Há projetos que, pasmemo-nos, pretendem dar à mulher o direito de assassinar seu filho até o nono mês de gravidez. É trágico. A argumentação a favor deste descalabro é totalmente falha e marcada por uma fragilidade inacreditável. Defendendo o pretenso direito incondicional da mulher sobre o seu corpo (sem levar em consideração o direito da criança sobre o dela), não apresentam outro motivo para a proposição senão o fato de haver muitos abortos clandestinos e mortes de mães provenientes deste procedimento ilegal. Mas matar é sempre ilegal. A única exceção seria a legítima defesa que nada tem a ver com o caso em questão. Matar um ser humano e, sobretudo uma criança indefesa é sempre um crime horrendo. A afirmação ilusória de que legalizando se diminuirá o número de abortos é na verdade enganadora, pois nos países em que o aborto foi legalizado, o número de abortamento aumentou escandalosamente. No mais, é muito curioso que para combater um mal, se busque a insana ilusão de legalizar o mal. É como se quiséssemos legalizar o roubo para acabar com o roubo, legalizar a violência para acabar com a violência, legalizar a prostituição para acabar com a prostituição. Isto é, no mínimo, total ausência de racionalidade. O aborto é sempre um crime. A criança que está no seio materno é, desde a concepção, um ser humano de direitos e que merece mais proteção da lei que outros porque não pode ainda se defender por si mesma. O embriologista Lewis Wolpert é de opinião que o momento da concepção é o mais importante de nossa existência, até mais importante do que o nascimento, o casamento ou a morte. A doutora Alice Teixeira Ferreira, médica, Coordenadora do Núcleo Interdisciplinar de Bioética da UNIFESP, afirma que ser a favor da descriminalização do aborto equivale a ser conivente com o assassinato de embriões e fetos que, já são vidas humanas. A mesma Cientista denuncia que para aprovar esta lei, recursos sórdidos estão sendo usados como estatísticas enganosas e apelos propagandistas duvidosos.
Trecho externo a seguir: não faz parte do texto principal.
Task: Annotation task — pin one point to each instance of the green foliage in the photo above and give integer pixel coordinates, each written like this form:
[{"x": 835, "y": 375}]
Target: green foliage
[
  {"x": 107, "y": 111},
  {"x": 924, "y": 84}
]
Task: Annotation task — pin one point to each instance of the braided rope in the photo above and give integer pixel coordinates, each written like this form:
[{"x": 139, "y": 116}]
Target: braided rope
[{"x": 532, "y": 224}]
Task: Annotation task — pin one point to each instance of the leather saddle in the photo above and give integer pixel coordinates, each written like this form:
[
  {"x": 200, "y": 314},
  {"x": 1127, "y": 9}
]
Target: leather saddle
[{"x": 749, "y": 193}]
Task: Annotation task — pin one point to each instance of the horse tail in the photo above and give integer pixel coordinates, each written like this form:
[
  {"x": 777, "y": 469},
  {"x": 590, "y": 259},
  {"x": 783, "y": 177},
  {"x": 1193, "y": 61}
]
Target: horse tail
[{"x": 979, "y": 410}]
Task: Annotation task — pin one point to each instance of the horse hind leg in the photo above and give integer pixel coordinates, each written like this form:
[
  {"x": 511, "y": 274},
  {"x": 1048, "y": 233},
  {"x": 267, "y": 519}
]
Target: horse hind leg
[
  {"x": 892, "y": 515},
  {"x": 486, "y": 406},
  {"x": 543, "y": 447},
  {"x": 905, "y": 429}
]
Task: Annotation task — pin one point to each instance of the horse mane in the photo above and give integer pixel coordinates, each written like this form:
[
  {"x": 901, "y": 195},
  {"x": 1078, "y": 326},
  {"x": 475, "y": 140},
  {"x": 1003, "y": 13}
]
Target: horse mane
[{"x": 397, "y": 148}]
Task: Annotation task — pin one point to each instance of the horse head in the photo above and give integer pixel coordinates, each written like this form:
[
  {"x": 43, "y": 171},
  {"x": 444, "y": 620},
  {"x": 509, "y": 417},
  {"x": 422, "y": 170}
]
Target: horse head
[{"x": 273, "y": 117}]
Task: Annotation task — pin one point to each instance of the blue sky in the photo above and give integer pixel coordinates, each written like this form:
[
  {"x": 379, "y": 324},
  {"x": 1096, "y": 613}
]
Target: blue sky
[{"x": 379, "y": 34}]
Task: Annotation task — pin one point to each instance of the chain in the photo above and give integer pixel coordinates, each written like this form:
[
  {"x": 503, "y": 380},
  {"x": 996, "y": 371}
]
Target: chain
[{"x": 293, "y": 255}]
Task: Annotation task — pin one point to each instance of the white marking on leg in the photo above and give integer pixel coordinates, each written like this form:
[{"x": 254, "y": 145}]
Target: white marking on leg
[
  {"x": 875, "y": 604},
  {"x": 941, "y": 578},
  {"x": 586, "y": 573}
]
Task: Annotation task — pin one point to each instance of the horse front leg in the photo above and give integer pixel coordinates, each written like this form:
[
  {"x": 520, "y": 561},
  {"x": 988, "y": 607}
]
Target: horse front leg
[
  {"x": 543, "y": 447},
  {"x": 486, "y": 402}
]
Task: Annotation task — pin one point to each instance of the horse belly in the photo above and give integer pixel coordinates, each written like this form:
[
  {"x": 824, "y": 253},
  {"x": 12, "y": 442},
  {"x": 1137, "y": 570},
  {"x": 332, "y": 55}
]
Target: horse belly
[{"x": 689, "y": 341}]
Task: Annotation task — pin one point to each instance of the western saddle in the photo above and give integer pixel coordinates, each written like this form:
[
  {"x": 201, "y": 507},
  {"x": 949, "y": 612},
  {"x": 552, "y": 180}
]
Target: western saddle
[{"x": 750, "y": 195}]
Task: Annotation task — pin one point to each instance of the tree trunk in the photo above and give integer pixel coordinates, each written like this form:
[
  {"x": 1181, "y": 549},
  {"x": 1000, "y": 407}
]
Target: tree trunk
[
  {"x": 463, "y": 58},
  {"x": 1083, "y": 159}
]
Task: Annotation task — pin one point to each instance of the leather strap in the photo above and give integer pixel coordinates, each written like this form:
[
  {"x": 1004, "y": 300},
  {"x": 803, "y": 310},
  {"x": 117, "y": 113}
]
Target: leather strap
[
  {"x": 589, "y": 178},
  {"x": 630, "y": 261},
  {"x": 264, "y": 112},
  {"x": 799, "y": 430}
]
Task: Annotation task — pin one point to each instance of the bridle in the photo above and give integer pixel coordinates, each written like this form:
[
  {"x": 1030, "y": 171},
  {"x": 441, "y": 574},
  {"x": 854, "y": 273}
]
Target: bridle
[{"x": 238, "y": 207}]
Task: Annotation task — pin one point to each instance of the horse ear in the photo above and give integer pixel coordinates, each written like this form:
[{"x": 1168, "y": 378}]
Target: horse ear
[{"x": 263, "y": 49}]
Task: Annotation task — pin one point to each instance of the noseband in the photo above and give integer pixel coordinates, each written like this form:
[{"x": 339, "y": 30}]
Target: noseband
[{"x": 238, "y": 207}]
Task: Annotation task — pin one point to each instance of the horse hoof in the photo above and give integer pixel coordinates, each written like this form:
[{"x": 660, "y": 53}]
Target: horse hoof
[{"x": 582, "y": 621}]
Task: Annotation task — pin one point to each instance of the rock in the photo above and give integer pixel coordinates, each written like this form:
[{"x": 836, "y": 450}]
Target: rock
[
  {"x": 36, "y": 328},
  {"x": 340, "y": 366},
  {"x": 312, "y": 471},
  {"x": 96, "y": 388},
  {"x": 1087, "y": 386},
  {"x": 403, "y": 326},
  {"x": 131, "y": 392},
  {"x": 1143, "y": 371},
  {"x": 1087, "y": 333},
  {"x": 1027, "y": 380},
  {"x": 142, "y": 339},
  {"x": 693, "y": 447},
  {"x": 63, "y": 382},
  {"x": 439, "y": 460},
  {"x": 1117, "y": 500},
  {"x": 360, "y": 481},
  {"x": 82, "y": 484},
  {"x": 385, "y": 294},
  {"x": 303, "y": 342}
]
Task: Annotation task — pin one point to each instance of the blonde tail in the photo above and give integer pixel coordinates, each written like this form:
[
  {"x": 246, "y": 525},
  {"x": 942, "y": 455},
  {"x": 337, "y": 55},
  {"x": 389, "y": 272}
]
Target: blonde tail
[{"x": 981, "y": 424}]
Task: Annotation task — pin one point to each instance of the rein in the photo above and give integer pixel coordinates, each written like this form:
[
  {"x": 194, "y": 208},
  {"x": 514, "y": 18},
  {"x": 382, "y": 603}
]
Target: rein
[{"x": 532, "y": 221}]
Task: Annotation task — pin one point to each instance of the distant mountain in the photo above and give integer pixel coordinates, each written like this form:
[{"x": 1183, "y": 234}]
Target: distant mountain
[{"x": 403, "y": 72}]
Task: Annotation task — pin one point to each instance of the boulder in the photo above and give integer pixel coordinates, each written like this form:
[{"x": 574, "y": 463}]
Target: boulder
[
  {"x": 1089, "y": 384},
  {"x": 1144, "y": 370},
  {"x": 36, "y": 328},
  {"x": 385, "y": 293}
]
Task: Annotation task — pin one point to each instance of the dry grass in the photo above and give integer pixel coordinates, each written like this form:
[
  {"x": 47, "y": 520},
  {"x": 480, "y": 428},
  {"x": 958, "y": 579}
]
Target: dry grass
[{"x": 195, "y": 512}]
A legalização do aborto, em suas variadas formulações de autores diferentes, faz parte de uma orquestração internacional de grupos de interesse. Muitos são os motivos (todos falhos) que levam a proposição de legalizar o aborto. Entre estes motivos, não se exclui nem mesmo o escandaloso e milionário comércio de embriões e de favorecimentos político-ideológico. Os abortistas recebem ainda apoio das chamadas “Católicas pelo Direito de Decidir”. Estas não podem, na verdade, serem consideradas católicas porque estão completamente à margem do Magistério eclesial. Já houve quem dissesse que, antes de tudo, o que estas mulheres devem decidir é se elas querem ser católicas, pois com as posições que têm, nada diz que estejam na unidade da Igreja.
Preparando a celebração da noite santa do Natal, o que mais exige o momento histórico é agir concreta e conjuntamente para defender a vida e sua dignidade em nosso país.